Now, what does that have to do with our skin you ask? Well our skin is our body's third form of elimination (with the first and second being the urinary and gastrointestinal systems). We excrete toxins that are formed in our bodies through our skin's sudoriferous glands. Sudoriferous glands are exocrine glands found in the dermis of the skin that are commonly known as sweat glands. In addition to secreting sweat to cool down our body, sudoriferous glands also excrete waste products out of the body. Sudoriferous glands can be found in almost every region of the body, including the face, chest, and back, which are some of the most common regions where acne appears. To simplify, this means that when our body gives us signals such as bloating, gassy-ness, diarrhea, nausea, body swelling, or headaches when we consume something, chances are we are increasing toxin levels in our body. Which means that it is our sudoriferous glands job to eliminate those toxins when they can’t be eliminated elsewhere, oftentimes resulting in acne, or other skin conditions. 

The most frequently asked question I get to this concept is: what are the most common food sensitivities or foods in general that cause a break out? This is always a hard question to answer, because everyone is so different. I typically recommend people stay away from or limit their intake of gluten, processed sugars, dairy, almonds, soy, and caffeine. I cannot guarantee that eliminating these foods will automatically clear your skin of acne, or other skin conditions, as there are so many factors. But from my experience it most certainly helps. Gluten has an inflammatory result in the body, which is directly correlated with premature ageing and exasperating acne. In fact one of the most common signs of gluten intolerance in infants/children is body rashes and or eczema. Similarly, excess sugar can aggravate skin conditions such as acne, eczema, and facial candida (yeast).

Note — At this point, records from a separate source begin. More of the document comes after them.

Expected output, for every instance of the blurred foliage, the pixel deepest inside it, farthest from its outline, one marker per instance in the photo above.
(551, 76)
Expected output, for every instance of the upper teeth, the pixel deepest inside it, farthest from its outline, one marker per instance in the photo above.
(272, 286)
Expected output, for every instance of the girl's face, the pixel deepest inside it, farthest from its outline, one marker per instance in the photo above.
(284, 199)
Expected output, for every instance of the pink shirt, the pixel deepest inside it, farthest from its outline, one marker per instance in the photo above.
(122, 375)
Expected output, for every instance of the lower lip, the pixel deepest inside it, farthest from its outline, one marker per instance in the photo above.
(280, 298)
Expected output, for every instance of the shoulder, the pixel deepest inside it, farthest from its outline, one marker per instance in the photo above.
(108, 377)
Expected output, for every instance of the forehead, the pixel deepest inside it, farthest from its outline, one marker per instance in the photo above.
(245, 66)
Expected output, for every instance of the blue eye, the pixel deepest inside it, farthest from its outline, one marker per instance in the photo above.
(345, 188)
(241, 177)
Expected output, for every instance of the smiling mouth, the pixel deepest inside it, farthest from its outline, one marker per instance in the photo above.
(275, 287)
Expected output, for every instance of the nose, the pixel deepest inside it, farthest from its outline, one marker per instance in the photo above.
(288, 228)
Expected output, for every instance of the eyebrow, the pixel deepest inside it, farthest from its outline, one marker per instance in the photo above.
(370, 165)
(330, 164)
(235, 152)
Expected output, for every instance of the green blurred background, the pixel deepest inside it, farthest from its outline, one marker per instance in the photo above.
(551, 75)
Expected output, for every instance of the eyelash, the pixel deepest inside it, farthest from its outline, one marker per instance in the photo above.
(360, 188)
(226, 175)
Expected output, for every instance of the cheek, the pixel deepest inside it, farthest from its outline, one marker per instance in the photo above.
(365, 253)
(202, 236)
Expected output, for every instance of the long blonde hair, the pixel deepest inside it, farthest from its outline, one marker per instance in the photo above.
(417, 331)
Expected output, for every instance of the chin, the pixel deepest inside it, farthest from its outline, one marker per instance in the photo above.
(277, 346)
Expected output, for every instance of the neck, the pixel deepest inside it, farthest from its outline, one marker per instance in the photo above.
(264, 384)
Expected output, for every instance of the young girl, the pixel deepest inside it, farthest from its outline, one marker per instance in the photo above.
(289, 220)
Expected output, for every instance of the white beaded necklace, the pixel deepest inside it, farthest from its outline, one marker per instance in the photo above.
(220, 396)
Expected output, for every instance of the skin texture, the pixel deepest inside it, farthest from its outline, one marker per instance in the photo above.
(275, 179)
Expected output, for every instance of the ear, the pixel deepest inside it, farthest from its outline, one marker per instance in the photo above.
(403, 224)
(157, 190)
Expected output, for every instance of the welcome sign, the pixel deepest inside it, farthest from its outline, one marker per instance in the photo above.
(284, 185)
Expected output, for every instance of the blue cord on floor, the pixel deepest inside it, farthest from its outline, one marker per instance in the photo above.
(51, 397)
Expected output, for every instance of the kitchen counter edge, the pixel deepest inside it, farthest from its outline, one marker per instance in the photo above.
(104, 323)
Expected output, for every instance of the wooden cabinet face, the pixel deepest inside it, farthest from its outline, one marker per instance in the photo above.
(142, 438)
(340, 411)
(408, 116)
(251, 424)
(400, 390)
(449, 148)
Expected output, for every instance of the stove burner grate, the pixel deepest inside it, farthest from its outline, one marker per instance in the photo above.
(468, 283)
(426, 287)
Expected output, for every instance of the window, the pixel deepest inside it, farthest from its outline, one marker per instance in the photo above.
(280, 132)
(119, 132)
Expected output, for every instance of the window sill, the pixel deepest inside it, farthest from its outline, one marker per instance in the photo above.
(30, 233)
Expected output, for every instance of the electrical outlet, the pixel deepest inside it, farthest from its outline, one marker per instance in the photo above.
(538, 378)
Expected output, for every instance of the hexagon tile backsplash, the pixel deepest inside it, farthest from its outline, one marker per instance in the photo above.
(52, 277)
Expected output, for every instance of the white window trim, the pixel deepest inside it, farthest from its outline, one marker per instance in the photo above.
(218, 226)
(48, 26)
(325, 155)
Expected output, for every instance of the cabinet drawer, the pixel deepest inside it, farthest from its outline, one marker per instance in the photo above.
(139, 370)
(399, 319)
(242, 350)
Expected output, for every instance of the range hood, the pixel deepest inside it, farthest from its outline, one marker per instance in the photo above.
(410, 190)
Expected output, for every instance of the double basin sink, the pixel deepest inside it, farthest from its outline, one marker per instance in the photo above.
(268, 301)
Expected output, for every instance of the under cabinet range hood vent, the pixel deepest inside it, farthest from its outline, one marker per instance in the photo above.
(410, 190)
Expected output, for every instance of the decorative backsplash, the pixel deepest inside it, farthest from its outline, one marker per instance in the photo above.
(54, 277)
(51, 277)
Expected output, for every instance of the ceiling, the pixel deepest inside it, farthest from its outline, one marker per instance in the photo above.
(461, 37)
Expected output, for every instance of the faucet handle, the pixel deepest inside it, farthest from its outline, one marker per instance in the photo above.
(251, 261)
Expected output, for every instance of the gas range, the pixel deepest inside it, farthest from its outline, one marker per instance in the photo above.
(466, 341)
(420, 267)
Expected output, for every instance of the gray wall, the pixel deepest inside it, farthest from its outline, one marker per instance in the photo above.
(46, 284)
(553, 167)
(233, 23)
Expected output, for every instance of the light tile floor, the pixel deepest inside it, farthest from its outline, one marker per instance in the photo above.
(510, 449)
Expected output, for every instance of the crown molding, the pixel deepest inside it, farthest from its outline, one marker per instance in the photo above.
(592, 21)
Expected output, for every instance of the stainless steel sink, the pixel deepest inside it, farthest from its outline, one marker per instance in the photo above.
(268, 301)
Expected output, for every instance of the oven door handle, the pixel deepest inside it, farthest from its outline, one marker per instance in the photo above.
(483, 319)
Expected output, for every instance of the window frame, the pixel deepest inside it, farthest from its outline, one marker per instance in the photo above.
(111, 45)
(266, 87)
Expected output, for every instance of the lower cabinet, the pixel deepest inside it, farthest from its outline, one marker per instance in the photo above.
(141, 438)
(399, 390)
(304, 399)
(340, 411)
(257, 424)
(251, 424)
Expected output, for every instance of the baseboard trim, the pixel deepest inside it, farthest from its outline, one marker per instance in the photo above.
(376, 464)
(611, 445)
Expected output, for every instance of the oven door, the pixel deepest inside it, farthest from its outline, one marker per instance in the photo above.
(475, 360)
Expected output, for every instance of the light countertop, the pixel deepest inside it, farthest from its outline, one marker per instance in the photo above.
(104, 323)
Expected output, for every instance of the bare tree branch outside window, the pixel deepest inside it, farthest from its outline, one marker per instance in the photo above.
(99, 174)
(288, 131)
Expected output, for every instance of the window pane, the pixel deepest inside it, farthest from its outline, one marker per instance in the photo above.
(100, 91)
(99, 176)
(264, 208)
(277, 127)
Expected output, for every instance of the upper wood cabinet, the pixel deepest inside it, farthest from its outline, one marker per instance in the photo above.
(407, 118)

Next, the molecular structure of the dairy we consume does not match the molecular structure of the dairy we produce, so oftentimes we are unable to digest it. Not to mention the dairy we consume is merely a cocktail of hormones designed to provide proper nutrients for an infant. However, inducing these hormones out of infancy can seriously disrupt our metabolic process and cause a hormonal imbalance. Almonds and soy when consumed in excess or condensed into a milk or cheese can have high levels of estrogen, resulting in hormonal acne. Lastly, caffeine (this one always shocks people) is a blood thinner, and the function of our blood is to carry oxygen and nutrients to the cells, as well as, fight off bacteria. When we consume an excess amount of caffeine we can disable the function of our blood.

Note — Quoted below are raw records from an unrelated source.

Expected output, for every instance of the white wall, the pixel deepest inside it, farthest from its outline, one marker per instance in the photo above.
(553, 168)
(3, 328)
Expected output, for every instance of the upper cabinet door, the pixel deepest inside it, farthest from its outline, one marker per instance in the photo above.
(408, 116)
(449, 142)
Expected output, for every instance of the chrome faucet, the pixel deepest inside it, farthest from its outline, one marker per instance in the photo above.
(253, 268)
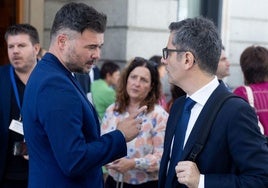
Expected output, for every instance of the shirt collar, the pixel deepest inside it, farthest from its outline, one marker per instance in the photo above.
(201, 96)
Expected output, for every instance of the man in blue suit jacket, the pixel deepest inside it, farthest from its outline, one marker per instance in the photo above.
(61, 127)
(23, 46)
(236, 153)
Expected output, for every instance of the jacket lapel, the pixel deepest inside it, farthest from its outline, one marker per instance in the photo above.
(201, 120)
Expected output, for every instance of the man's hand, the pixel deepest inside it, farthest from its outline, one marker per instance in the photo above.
(188, 173)
(131, 126)
(122, 165)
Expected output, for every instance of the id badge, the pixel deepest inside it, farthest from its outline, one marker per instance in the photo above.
(16, 126)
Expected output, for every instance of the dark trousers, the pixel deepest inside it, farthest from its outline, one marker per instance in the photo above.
(110, 183)
(14, 184)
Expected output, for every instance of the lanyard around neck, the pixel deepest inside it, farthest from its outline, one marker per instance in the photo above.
(15, 88)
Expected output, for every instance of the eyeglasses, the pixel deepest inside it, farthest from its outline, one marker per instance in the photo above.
(166, 51)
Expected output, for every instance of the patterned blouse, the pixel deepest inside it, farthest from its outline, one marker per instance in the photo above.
(146, 149)
(260, 95)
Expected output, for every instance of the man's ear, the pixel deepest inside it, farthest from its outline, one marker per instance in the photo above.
(61, 40)
(189, 59)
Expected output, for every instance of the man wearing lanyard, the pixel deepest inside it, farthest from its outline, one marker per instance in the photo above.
(23, 46)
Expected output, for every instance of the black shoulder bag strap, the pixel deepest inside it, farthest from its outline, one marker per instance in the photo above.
(203, 135)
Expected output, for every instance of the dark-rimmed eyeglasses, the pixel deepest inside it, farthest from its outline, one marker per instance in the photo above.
(166, 51)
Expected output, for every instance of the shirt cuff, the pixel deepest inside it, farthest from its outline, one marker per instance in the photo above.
(201, 181)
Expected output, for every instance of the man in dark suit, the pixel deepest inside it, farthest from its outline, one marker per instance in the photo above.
(236, 153)
(23, 46)
(61, 127)
(85, 80)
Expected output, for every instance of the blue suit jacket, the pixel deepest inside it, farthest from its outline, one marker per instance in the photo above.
(235, 155)
(62, 131)
(5, 98)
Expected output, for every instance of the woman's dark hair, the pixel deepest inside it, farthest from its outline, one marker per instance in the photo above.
(122, 97)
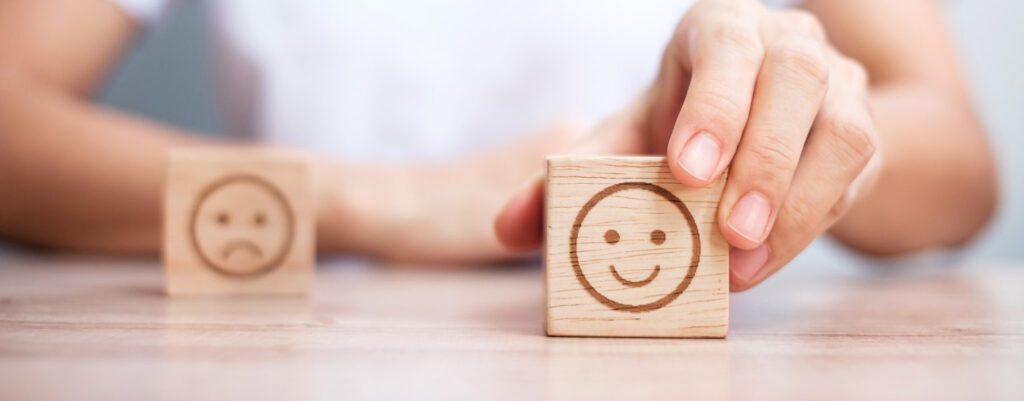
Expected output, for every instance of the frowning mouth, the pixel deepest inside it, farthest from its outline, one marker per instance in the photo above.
(242, 244)
(628, 282)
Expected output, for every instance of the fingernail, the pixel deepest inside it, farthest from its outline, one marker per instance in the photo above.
(745, 264)
(699, 157)
(750, 216)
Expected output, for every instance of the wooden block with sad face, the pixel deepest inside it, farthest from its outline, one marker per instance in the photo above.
(630, 252)
(238, 221)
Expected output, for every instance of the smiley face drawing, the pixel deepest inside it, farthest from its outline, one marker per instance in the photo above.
(635, 247)
(242, 226)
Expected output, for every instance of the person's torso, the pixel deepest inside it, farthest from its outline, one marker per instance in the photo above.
(413, 80)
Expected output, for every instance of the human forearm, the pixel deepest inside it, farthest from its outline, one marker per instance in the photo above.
(77, 177)
(937, 187)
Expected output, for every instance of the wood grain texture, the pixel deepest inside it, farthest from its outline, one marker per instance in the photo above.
(629, 252)
(238, 221)
(100, 329)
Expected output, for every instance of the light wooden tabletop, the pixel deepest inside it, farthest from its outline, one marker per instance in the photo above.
(87, 328)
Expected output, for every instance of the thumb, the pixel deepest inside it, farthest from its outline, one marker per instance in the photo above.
(519, 224)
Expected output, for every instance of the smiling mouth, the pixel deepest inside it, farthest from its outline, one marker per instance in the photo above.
(628, 282)
(241, 244)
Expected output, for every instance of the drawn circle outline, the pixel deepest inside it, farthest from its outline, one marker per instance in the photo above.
(271, 264)
(694, 259)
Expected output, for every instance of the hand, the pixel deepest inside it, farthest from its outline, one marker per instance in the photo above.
(762, 93)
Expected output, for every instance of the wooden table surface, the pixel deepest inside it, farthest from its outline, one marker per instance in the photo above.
(88, 328)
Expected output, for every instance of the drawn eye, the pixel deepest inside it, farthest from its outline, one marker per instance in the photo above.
(657, 237)
(611, 236)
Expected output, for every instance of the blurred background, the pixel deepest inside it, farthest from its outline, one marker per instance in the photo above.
(168, 77)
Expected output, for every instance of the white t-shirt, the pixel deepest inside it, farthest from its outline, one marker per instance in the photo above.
(412, 80)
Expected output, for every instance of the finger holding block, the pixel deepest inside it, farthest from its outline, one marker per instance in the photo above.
(238, 221)
(630, 252)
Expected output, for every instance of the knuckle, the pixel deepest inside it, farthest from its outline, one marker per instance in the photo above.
(720, 109)
(801, 216)
(775, 159)
(840, 208)
(805, 23)
(856, 73)
(857, 139)
(737, 37)
(803, 57)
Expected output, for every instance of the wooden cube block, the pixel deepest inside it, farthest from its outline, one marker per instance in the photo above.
(630, 252)
(239, 221)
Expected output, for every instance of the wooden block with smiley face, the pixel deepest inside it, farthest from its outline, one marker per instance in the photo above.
(238, 221)
(630, 252)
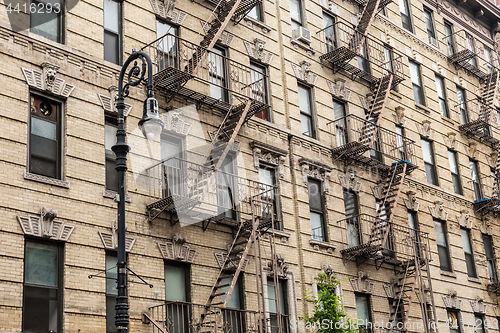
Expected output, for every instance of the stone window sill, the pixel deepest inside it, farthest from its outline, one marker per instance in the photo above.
(319, 244)
(475, 280)
(297, 43)
(45, 180)
(110, 194)
(450, 274)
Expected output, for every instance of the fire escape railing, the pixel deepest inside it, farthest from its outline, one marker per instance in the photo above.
(372, 237)
(181, 317)
(352, 136)
(176, 61)
(479, 120)
(462, 53)
(338, 43)
(178, 185)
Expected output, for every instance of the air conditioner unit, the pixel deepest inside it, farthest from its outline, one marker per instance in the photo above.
(433, 41)
(302, 34)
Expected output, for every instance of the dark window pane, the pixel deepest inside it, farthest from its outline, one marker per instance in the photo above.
(41, 264)
(111, 47)
(40, 310)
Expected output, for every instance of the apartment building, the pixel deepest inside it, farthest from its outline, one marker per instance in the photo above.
(354, 137)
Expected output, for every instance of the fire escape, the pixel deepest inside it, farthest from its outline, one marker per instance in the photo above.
(195, 190)
(478, 115)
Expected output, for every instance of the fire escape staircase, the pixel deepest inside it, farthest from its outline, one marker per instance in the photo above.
(414, 280)
(236, 257)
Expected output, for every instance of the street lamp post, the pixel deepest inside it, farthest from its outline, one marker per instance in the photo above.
(151, 126)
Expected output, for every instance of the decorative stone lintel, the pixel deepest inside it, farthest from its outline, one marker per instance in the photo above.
(45, 225)
(251, 22)
(339, 90)
(46, 180)
(225, 38)
(176, 249)
(109, 102)
(362, 283)
(110, 239)
(303, 72)
(173, 122)
(166, 10)
(319, 171)
(317, 245)
(265, 153)
(47, 80)
(256, 51)
(112, 194)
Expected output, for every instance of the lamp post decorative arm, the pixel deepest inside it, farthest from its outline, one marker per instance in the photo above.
(134, 77)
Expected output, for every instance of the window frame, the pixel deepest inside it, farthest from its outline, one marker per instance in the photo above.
(60, 280)
(431, 33)
(419, 95)
(442, 100)
(409, 25)
(59, 134)
(445, 247)
(265, 70)
(469, 257)
(432, 166)
(310, 116)
(321, 213)
(455, 176)
(61, 25)
(118, 33)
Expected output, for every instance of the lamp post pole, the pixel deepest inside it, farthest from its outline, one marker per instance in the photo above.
(150, 117)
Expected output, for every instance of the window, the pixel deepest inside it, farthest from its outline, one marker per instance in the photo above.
(363, 312)
(217, 74)
(177, 290)
(469, 255)
(443, 103)
(296, 13)
(316, 210)
(267, 176)
(352, 218)
(430, 165)
(306, 111)
(450, 39)
(341, 133)
(479, 321)
(416, 81)
(166, 46)
(490, 258)
(45, 146)
(277, 301)
(328, 23)
(258, 75)
(429, 24)
(476, 182)
(455, 174)
(487, 58)
(111, 291)
(109, 140)
(471, 48)
(442, 244)
(45, 24)
(363, 62)
(256, 12)
(464, 115)
(453, 322)
(404, 9)
(42, 296)
(401, 142)
(112, 31)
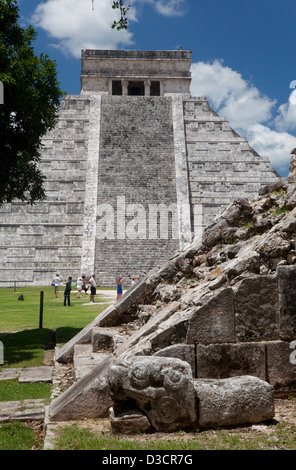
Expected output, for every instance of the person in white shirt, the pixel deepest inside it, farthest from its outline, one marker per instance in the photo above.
(56, 283)
(79, 287)
(93, 285)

For those of you who have eliminated these common irritants from your diet but are still experiencing breakouts or other skin conditions, chances are you have a more specific food sensitivity. Food sensitivities can be tested through blood. Typically, functional medicine doctors perform these kinds of tests. Food sensitivities can change over time and are completely different for everyone. Frequently when I talk about this concept with my clients their initial reaction is “but I eat healthy”. What we often neglect is ‘health’ for every person looks different, and the most common guidelines for “healthy eating” are created by Western medicine doctors who do not believe in this kind of science. For example, my food sensitivities are: brown rice, quinoa, kidney beans, eggplant, corn, dairy, and gluten. Most of those foods are generally considered healthy. Another good example is one of my favorite functional medicine doctors, Dr. Ryan Monahan, his food sensitivities consist of broccoli and avocado! These two foods are totally considered “healthy” and consuming these foods for him never resulted in acne, but rather he felt foggy and inflamed. Whereas for me, if I eat dairy I will 100% break out without a doubt. That is why health is a case by case situation, especially when it comes to food and skincare. If you are experiencing face or body acne, eczema, dermatitis, facial candida, body rashes, and/or other skin conditions I highly recommend getting a food sensitivity exam by a trusted functional medicine practitioner.